IVerifySpec use SQL database to store the vPlan, but it does not support UCD directly. It has to translate the UCD to an XML offline and import to the database. There is a few nice feature in the GUI, like heat map, traceability matrix, some charts and graphs looks like Google Analysis. However their tool is very immature overall, it does not support multi-level hierarchy in requirement specification, no revision control and data entry via the web interface is very tedious and user unfriendly. I should simply ask Cadence copy those nice report feature into vManager.

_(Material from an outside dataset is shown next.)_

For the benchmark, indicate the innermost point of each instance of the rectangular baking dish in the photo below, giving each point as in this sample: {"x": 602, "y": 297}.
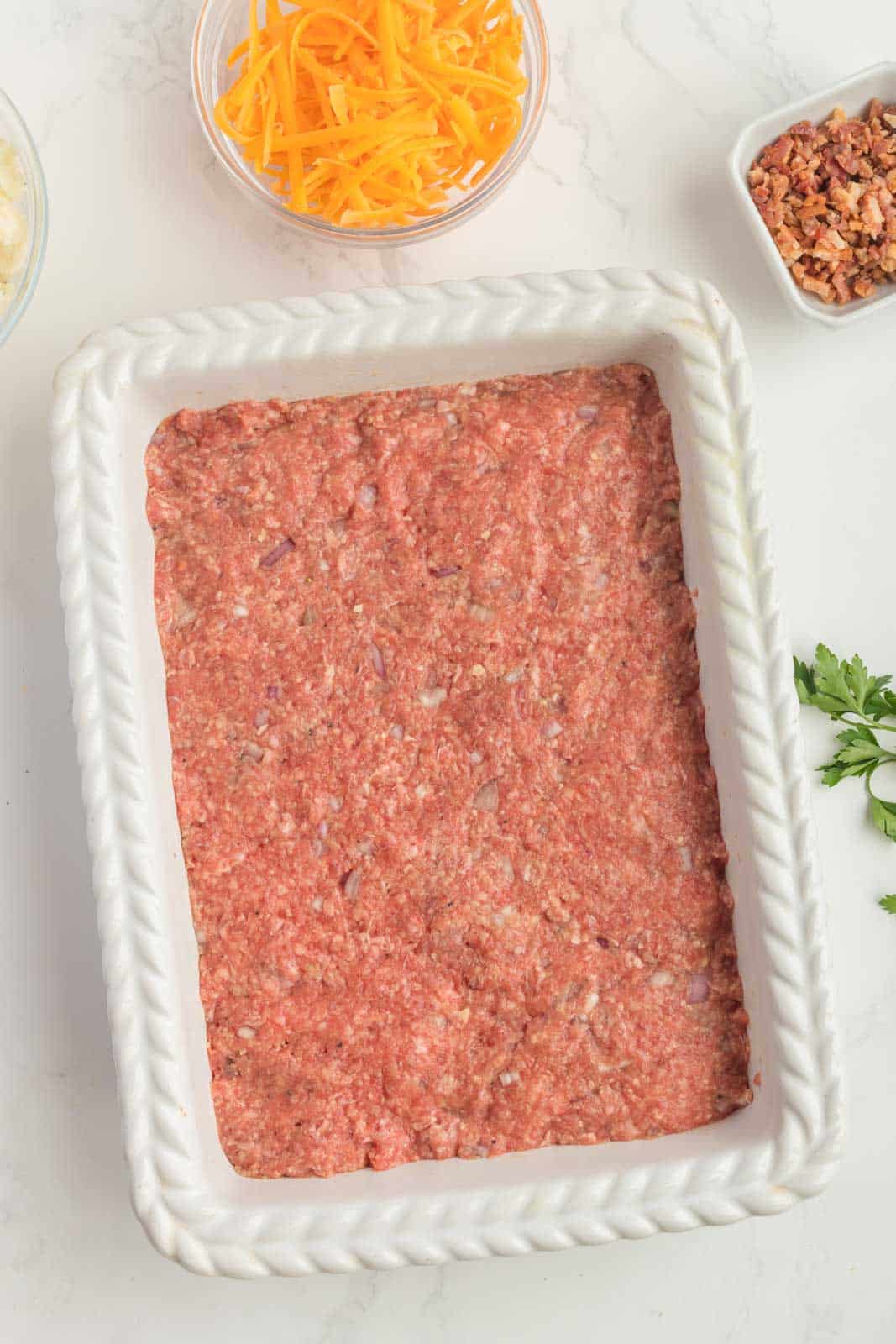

iDesignSpec sounds good on paper but the implementation is awkward. You enter the register specification in Word using some funny plug-in. Then the plug-in will generate PDF, HTML, XML, VHDL, OVE, C++ files. Somehow it is the exact opposite of our RDA flow. We enter our register description in XML and generate one thing at a time using scripts. The format of their word plug-in is very ugly. The code and PDF file generated by the plug-in is very primitive. I would say even our old ECBI generator is better than this tool. The only thing useful I learn from this presentation is there are industry standard for register description, SystemRDL and IP-XACT. Maybe our RDA tool should support industry standard as well.
Veritools
Their flag ship product is Veritools Designer. It’s basically a Debussy Verdi clone. It can view schematic and waveform, source code debugging. They claim their tool is very fast and only cost 1/4. I am always skeptic about those claims and I don’t like they use a their own waveform database format. It means simulator has to dump another waveform through their PLI. The GUI is fast but the design in the demo is not very big. The GUI is quite primitive compare to Simvision and they can’t beat the price of Simvision which comes free with IES. I do agree Simvision is a bit slow but I think investing in faster computer with bigger RAM can solve this problem. They have an add-on tool called Veritool Verifyer. This tool is kinda dumb. If there is an assertion failure, it read in the waveform and let you to test changes to the assertion code without invoking the simulation. I don’t think it is very useful. When an assertion fail, how often it is due to RTL bug and how often it’s just a faulty assertion?